APA’s guidelines require collection of the least amount of information. In the side-by-side analysis in the report, for example, APA guidelines require only that the physician state whether the patient is receiving medication.

The Magellan TRF requires a list of current medications. The Maryland form, which was developed as a result of action by the legislature, requires a list of psychiatric medications prescribed for two years and information about the patient’s compliance and side effects.

The APA guidelines require no information about previous treatment. The Magellan TRF requires information about the number of times the patient has been seen, classified by CPT code.
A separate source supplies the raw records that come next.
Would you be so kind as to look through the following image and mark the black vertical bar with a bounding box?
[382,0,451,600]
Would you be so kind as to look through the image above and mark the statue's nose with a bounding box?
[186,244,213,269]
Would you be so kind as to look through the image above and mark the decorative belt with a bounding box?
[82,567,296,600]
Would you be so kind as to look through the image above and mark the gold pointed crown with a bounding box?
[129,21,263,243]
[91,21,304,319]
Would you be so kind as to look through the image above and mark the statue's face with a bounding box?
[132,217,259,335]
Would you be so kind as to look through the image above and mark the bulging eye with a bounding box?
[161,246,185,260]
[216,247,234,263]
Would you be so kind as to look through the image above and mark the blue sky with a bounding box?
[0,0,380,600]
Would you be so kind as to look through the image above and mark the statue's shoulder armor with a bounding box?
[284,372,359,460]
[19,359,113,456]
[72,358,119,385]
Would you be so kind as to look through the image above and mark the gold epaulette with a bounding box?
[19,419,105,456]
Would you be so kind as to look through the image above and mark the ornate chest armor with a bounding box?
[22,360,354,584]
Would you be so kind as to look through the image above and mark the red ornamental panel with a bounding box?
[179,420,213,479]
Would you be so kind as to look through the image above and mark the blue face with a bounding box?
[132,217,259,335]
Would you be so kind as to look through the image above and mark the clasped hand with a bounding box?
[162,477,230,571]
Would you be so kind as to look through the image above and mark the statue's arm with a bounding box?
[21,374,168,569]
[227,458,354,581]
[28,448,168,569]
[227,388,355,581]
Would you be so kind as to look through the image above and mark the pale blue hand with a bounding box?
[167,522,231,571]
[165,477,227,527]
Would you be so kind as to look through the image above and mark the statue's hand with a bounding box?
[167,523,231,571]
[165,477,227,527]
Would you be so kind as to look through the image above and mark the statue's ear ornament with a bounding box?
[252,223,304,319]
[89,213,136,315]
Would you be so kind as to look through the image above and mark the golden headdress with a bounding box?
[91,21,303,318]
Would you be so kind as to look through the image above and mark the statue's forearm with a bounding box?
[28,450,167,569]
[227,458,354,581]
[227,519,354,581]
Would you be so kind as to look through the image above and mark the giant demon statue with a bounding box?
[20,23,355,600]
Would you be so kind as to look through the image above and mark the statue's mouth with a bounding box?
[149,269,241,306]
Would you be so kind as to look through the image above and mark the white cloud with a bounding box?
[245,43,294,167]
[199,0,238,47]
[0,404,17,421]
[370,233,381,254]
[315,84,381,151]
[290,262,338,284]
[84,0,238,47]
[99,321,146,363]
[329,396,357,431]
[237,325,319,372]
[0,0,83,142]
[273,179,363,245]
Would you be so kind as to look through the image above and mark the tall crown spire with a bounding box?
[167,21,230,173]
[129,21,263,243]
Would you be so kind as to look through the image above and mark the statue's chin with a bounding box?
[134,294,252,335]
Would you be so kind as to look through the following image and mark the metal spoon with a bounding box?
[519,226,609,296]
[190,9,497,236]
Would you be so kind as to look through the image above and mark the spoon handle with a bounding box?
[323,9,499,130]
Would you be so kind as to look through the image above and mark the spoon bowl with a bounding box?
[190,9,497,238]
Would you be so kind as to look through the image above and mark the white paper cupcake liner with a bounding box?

The Maryland form requires psychiatric treatment and medication experience for two years and a medical history.

According to the authors, several problems result from the absence of a national standard for what constitutes “minimum necessary” information that physicians should provide MCOs.

Patients receive “very different privacy protections” depending on their health plan. Health plans that “work toward similar care management goals request vastly different amounts of personal health information,” a situation that is “inconsistent with the HIPAA emphasis on ensuring consumer awareness of and control over the flow of personal health information.”

Legal challenges to MCOs, the report said, “could arise if no action is taken to better standardize or limit personal health information collection for managed care.” Physicians face an administrative burden of “responding to many different types of health plan requests.”

Harding said, “Trying to resolve the issues by legislation could be risky. The most sensible approach seems to be to work toward a negotiated agreement, using APA’s guidelines as a starting point.”

Jerome Rogoff, M.D., chair of APA’s Corresponding Committee on Confidentiality, agreed with Harding that it is important to remind HHS officials and others that “even if APA’s guidelines never gain legal authority, they represent our profession’s best thinking about privacy protection.”

He believes that aspects of the report have the effect of marginalizing APA and its guidelines. Rogoff quoted a section that reads, “This group—a subset of the providers who hold the ‘administrative data only’ view. . .—would not be expected to participate constructively in an effort to generate a set of minimum necessary information by consensus.”

The Magellan TRF requires less information than the Maryland form, but the report appears biased toward the Maryland form and its method of development, according to Rogoff. The result is that APA’s guidelines appear to be more impractical and extreme than they are.

Actually, he said, the APA guidelines are “not far” from those mandated by legislation in New Jersey and the District of Columbia.

The report pays scant attention to the central issue that the primary purpose of MCOs is to make money for their stockholders, Rogoff argued. “Data collected are used to deny care and increase the MCO’s bottom line.”

He continued, “The Corresponding Committee on Confidentiality will be monitoring and reviewing the fate of this report and the issues it represents. We want to make certain that our views are represented if there are discussions about a national standard or any other effort to develop guidelines.”